George Takei to judge: stay-at-home orders don’t compare to WW2 Japanese internment camps

“Star Trek” actor George Takei, whose family was detained in a Japanese interment camp during WWII, took issue with a Wisconsin supreme court justice comparing stay-at-home orders to control the spread of coronavirus to the cruelty his family and 120,000 other Japanese-Americans endured.

“Justice Rebecca Bradley of the WI Supreme Ct compared WI’s stay-at-home order to 'assembling together and placing under guard all those of Japanese ancestry in assembly centers during World War II,” the 83-year-old actor wrote on Twitter Thursday. “I’m in my own home watching Netflix. It’s not an internment camp. Trust me.”

Bradley made her comments last week during a virtual hearing of the Wisconsin State Legislature.

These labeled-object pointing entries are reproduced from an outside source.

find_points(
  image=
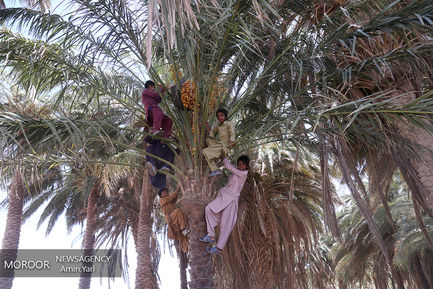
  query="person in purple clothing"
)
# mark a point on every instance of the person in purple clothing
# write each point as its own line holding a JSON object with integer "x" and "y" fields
{"x": 154, "y": 166}
{"x": 223, "y": 210}
{"x": 154, "y": 115}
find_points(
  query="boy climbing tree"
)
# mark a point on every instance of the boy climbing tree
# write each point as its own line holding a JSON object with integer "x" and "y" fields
{"x": 225, "y": 130}
{"x": 154, "y": 115}
{"x": 176, "y": 221}
{"x": 223, "y": 210}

According to CNN, the justice further asked, “Could the (state’s) secretary under this broad delegation of legislative power or legislative-like power order people out of their homes into centers where are they are properly social distanced in order to combat the pandemic? The point of my question is what are the limits, constitutional or statutory?"

Bradley called government orders to restrain movement by citizens as “tyranny.”

Takei documented his experiences in a 2019 graphic book titled “They Called Us the Enemy.” He and his family were moved from their Los Angeles homes and put into guarded camps in 1942, where they remained until 1945. Tekai wrote that after being released, his family lived on the streets and he experienced racial discrimination in school.

More than 10,600 cases of coronavirus have been confirmed in Wisconsin, where 418 COVID-19 deaths have been reported. On Wednesday, Wisconsin’s supreme court ruled against the governor’s order to keep businesses closed and limit gatherings.